MMA is a young sport (sure, its roots go back centuries, but, well, bear with me) and like any sport, we can sometimes find a generation gap among fans. Those who remember his PRIDE run may tell you Fedor Emelianenko as the greatest heavyweight of all time, while newer fans often call him the best of a lesser era. Those of us who labored to hunt down third-generation VHS tapes to follow the sport laugh at the new MMA fans who scoff at anything not broadcast in HD, and vice versa. Rashad Evans, who fights in the main event Saturday at UFC 161: “Evans vs. Henderson” against Dan Henderson, is another such case.
Talk to guys who have been around the sport for a while, and we’ll probably refer to Evans as a steady performer of the new school. Evans debuted with ZUFFA-era UFC after only a year fighting on smaller shows. He’s mostly known for winning a UFC title and beating up some of our old favorites like Chuck Liddell, “Rampage” Jackson and Tito Ortiz, who were already established stars before Evans even debuted. He got beat up by the “New Era” Jon Jones and that “New Era (That Didn’t Quite Happen as Hoped)” in Lyoto Machida, but is otherwise as dependable as they come. He’s of the new breed of MMA fighters – quick feet, heavy hands, and solid wrestling credentials.

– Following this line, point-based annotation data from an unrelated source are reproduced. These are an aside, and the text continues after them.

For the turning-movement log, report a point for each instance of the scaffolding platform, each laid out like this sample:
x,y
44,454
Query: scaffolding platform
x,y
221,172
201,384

Talk to the young ‘uns, and you may hear the opposite: “Evans is of the old school. Come on, he debuted back when champions were built in The Ultimate Fighter and no one got in trouble for Tweeting, and be honest, anyone who says they remember those days is probably lying. He won a UFC championship, but the guy he beat has already retired. He can wrestle a little, but lost this totally boring fight in February against a guy named Antônio Rogério Nogueira, who the old folks talk about but is barely .500 in the UFC. Evans is old news.”
So, who’s right? Well, perhaps both parties have a point or two, but I’m leaning towards the former perspective. Evans indeed had a bad night last time out, but he’s had an otherwise excellent career against the UFC’s best for almost a decade now.
The classic “wrestle-box” type of fighter which has come to dominate North American MMA, Evans has only suffered three defeats in his 21 pro bouts. He has those quick feet, isn’t afraid to throw his heavy hands, and boasts solid wrestling. His transitions from striking to takedowns are among the division’s best. He has to stay healthy, which apparently wasn’t the case in his last outing. But, he’s still got all the tools.
Evans is somewhere in between two eras now, and maybe, at 33, the best is yet to come. A solid win this weekend at UFC 161 in Winnipeg should offer his career needed momentum, and this weekend’s opponent in Henderson, who tends to plod forward, should be particularly suited his style.
In fact, there’s no one short of the current champion Jones who I’d classify as a heavy favorite over Evans at light-heavyweight. With the possibility of Jones moving up to heavyweight, don’t be surprised if Evans wears UFC gold again… in whatever era we find ourselves in.
Then, look for fans, new and old, to find someone else to disagree about!